Las movilizaciones contra la determinación del gobierno de Cristina Fernández de radicar un reactor atómico en la provincia vecina se vienen realizando periódicamente en Pilar, cuyos ciudadanos son casi los únicos en el país que tratan de sensibilizar al gobierno para ejercer una defensa más firme de los intereses nacionales.
Los integrantes de la organización indicaron que es lamentable que el Gobierno paraguayo haya hecho caso omiso a las advertencias de parlamentarios de ambos países, científicos y organizaciones ciudadanas que ya venían lanzando un pedido de auxilio ante el avance del polémico proyecto nuclear respaldado por el gobernador Gildo Insfrán, descendiente de paraguayos.
Para Ludmila Riveros de Sánchez, integrante de la organización pilarense, ya es hora de hacerse sentir en el centro del poder.
“Por eso vamos a estar protestando frente a la Cancillería y de la Embajada de Argentina. Vamos a defender la vida y a nuestras familias, esperando que las organizaciones ciudadanas de Asunción también lo hagan”, indicó la citada activista, que fue parlamentaria.

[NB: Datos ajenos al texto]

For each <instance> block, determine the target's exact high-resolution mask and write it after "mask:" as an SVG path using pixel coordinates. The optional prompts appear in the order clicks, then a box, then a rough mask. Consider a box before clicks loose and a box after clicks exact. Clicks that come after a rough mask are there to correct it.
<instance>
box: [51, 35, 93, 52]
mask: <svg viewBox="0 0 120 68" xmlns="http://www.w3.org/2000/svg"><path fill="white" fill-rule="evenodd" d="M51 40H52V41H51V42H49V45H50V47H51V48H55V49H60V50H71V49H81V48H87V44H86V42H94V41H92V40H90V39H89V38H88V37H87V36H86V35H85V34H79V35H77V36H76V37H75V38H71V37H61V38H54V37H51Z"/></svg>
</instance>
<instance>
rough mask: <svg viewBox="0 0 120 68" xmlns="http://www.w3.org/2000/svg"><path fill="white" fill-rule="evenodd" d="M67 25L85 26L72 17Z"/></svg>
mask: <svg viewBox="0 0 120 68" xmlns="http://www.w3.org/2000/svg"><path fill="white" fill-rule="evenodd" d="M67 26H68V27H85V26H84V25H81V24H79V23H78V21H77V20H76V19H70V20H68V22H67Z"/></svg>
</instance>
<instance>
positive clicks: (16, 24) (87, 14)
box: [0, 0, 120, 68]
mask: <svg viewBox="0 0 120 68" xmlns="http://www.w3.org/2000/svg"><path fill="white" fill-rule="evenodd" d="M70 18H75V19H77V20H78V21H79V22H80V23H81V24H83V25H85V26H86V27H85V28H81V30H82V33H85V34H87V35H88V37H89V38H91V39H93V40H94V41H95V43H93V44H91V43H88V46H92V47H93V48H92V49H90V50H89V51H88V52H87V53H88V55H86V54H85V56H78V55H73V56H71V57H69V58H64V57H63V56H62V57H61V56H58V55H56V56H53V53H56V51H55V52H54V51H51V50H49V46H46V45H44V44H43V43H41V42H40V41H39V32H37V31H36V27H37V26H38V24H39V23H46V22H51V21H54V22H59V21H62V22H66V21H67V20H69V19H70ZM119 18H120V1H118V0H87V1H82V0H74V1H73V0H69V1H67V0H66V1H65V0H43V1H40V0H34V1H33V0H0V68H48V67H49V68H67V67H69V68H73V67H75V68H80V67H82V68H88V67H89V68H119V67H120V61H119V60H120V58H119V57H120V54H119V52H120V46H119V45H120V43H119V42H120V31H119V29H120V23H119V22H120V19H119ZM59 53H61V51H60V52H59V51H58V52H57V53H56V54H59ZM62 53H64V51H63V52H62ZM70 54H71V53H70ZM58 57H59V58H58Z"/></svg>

Agregó que “lamentablemente las autoridades argentinas y paraguayas no respetan a los seres humanos que habitan las provincias del nordeste y nuestro país. Privilegian el negocio que puede significar instalar un reactor nuclear y la explotación de minas de uranio”.
Indicó que las últimas versiones mencionan que el sitio más probable para la instalación del reactor Carem es en cercanías de la capital paraguaya, lo que significa que la población de Asunción también debería ser totalmente evacuada en caso de registrarse un accidente en el reactor.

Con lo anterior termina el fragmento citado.